In computational pathology, extracting spatial features from gigapixel whole slide images (WSIs) is a fundamental task, but due to their large size, WSIs are typically segmented into smaller tiles. A critical aspect of this analysis is aggregating information from these tiles to make predictions at the WSI level. We introduce a model that combines a message-passing graph neural network (GNN) with a state space model (Mamba) to capture both local and global spatial relationships among the tiles in WSIs. The model's effectiveness was demonstrated in predicting progression-free survival among patients with early-stage lung adenocarcinomas (LUAD). We compared the model with other state-of-the-art methods for tile-level information aggregation in WSIs, including tile-level information summary statistics-based aggregation, multiple instance learning (MIL)-based aggregation, GNN-based aggregation, and GNN-transformer-based aggregation. Additional experiments showed the impact of different types of node features and different tile sampling strategies on the model performance. This work can be easily extended to any WSI-based analysis. Code: https://github.com/rina-ding/gat-mamba.
Paper Structure (22 sections, 3 equations, 5 figures, 4 tables, 2 algorithms)

This paper contains 22 sections, 3 equations, 5 figures, 4 tables, 2 algorithms.

Figures (5)

  • Figure 1: The proposed GAT-Mamba pipeline, which consists of WSI tiling (a), node and edge feature extraction (b), graph construction (c), initializing the graph with the extracted node and edge features, and modeling on the graphs. BN: batch normalization. MLP: multi-layer perceptron. +: element-wise summation.

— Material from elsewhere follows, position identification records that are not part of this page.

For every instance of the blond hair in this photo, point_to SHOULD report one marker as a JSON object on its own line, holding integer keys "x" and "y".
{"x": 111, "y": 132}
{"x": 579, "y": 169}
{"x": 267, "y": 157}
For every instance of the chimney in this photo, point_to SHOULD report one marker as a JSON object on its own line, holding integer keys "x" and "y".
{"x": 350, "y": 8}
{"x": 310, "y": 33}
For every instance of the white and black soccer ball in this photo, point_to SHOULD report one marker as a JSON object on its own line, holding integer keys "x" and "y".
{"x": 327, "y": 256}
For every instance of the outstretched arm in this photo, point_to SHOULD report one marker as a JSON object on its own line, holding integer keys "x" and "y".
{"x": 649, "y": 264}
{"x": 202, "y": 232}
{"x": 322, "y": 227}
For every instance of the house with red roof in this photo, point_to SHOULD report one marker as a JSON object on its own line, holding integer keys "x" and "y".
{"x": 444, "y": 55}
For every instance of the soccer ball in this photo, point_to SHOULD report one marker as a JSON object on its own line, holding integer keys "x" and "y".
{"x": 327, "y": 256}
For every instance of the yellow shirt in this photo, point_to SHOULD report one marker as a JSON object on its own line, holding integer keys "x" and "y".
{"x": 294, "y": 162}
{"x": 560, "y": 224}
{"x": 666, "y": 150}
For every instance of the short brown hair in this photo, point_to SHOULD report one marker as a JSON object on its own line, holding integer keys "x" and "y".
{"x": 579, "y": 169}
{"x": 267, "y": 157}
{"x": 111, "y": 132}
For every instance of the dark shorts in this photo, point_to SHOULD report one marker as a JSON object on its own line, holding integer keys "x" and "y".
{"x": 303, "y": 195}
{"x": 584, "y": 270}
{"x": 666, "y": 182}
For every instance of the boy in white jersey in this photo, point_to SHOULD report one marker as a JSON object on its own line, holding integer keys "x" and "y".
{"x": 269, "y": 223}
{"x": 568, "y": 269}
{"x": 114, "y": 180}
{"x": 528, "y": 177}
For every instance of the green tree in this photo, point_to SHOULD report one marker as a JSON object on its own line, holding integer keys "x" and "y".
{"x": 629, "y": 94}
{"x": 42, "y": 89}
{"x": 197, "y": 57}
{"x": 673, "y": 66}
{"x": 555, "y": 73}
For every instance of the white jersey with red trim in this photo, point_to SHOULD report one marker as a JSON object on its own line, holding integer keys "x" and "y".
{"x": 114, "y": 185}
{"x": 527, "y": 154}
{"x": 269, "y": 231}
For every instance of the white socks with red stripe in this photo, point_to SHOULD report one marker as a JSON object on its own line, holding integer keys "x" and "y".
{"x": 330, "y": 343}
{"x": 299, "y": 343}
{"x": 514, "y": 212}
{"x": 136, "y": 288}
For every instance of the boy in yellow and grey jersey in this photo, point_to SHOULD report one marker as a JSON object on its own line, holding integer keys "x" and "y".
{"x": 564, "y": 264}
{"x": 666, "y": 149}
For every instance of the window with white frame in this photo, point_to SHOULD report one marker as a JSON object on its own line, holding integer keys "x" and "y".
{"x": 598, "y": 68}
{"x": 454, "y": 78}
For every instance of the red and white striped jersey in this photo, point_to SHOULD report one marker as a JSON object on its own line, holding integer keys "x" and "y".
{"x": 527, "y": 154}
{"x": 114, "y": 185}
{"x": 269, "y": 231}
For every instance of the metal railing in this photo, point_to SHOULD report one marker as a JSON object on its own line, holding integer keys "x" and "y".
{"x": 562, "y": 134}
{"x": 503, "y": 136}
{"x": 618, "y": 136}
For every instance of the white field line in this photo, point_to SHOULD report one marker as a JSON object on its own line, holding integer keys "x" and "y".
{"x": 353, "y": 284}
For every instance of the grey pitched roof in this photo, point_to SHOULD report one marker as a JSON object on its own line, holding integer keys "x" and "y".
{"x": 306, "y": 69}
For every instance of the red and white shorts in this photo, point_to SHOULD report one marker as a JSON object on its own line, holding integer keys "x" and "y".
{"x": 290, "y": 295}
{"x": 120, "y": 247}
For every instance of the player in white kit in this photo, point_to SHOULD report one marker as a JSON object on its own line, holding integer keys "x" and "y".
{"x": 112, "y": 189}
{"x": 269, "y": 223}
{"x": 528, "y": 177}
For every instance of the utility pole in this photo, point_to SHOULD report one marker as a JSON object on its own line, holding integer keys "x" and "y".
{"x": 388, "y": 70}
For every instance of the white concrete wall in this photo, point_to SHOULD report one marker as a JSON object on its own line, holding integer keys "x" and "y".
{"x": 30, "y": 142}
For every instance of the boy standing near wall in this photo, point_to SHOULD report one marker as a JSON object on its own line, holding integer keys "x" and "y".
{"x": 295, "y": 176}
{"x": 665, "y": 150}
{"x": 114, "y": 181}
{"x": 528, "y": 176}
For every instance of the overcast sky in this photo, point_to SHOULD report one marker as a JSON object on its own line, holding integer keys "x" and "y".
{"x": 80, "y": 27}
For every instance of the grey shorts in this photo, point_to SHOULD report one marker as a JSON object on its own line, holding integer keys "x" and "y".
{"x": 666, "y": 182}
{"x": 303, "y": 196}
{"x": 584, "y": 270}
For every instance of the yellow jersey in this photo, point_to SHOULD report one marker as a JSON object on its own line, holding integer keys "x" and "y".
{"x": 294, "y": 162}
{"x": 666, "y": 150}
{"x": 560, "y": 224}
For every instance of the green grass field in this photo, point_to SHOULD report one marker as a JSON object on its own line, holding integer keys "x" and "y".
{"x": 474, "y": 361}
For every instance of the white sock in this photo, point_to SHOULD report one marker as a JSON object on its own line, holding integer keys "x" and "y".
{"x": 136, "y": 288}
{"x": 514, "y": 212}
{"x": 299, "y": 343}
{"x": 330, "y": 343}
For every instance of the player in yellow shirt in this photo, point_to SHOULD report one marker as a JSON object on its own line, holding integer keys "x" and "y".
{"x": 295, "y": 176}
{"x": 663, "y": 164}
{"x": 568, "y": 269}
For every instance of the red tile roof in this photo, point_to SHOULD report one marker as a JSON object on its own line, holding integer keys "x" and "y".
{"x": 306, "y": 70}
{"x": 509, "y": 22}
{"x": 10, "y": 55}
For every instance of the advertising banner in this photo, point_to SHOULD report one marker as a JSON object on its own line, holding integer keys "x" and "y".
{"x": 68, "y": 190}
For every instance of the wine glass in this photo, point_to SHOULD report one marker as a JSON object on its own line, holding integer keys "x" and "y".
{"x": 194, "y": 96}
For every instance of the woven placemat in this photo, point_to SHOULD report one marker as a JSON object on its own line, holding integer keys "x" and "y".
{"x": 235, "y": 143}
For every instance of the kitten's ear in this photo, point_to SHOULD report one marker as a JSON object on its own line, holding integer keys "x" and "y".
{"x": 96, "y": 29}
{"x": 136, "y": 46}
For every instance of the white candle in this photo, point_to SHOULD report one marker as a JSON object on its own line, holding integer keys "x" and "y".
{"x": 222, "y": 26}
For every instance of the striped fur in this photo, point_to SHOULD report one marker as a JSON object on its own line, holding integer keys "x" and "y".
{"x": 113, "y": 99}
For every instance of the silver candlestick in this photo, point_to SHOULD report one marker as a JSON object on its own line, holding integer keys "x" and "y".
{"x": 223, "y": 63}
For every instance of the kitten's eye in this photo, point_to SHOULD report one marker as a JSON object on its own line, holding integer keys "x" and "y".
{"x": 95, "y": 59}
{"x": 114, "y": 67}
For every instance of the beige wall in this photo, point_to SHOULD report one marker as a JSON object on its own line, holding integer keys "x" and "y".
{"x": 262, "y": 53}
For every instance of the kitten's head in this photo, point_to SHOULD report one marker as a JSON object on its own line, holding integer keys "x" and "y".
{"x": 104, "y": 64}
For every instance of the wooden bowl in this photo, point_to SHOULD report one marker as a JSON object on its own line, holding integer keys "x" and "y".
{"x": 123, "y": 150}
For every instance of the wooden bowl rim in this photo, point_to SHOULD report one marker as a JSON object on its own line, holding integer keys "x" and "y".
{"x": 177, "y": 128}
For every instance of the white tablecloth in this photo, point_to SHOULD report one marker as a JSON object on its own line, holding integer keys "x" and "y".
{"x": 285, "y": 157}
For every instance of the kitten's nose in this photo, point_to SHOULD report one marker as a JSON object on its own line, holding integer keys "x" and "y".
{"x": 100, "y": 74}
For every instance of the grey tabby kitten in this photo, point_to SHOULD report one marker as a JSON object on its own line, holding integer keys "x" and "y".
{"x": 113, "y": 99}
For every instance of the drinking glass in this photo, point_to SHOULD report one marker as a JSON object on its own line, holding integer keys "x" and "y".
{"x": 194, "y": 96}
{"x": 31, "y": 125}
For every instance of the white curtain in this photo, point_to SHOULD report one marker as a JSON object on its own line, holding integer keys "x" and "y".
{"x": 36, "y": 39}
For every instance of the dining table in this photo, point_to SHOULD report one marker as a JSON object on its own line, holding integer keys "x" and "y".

N = 16 for positional encodings.
  • Figure 2: Box plots of the 5-fold cross-validation test set C-indices (a) and dynamic AUCs (b) for GAT-Mamba and all baseline models.
  • Figure 3: Results of tile sampling experiments. (a) represents the line graphs visualizing the average C-index and its standard deviation across different percentages of tiles sampled or when using only aggressive or when using only less aggressive tiles, using UNI node features. (b) represents a bar graph showing the macro-average of the average C-index across 5, 10, 20, 30, 60, and 100 percent sampling for all six types of node features, and (c) represents the macro-range version.
  • Figure 4: Visualization of characteristics of GAT-Mamba predicted risk groups. (a) represents the Kaplan–Meier curves of low and high-risk groups where the log-rank test p-value indicates a statistically significant difference in the progression-free survival distribution of the two groups. (b) represents the overall distribution of predominant histologic subtypes in low (left) and high (right) risk patients. (c) represents the distribution of the percentage of solid tiles in each patient in low and high-risk groups. (d)(e) show the distribution of four hand-crafted features between low and high-risk groups, with (d) representing the number of lymphocytes divided by the number of all nuclei, (e) representing the TIL abundance score shaban2019novel.
  • Figure 5: Characteristics of tiles for model-predicted false negative (FN), true positive (TP), and false positive (FP) patients. (a) shows the distribution of the percentage of non-tumor tiles. (b) shows the distribution of the percentage of solid tiles. (c) shows the distribution of the total number of tiles. **** means p $<$ 0.001, ns means p $\geq$ 0.05 using Wilcoxon rank sum test.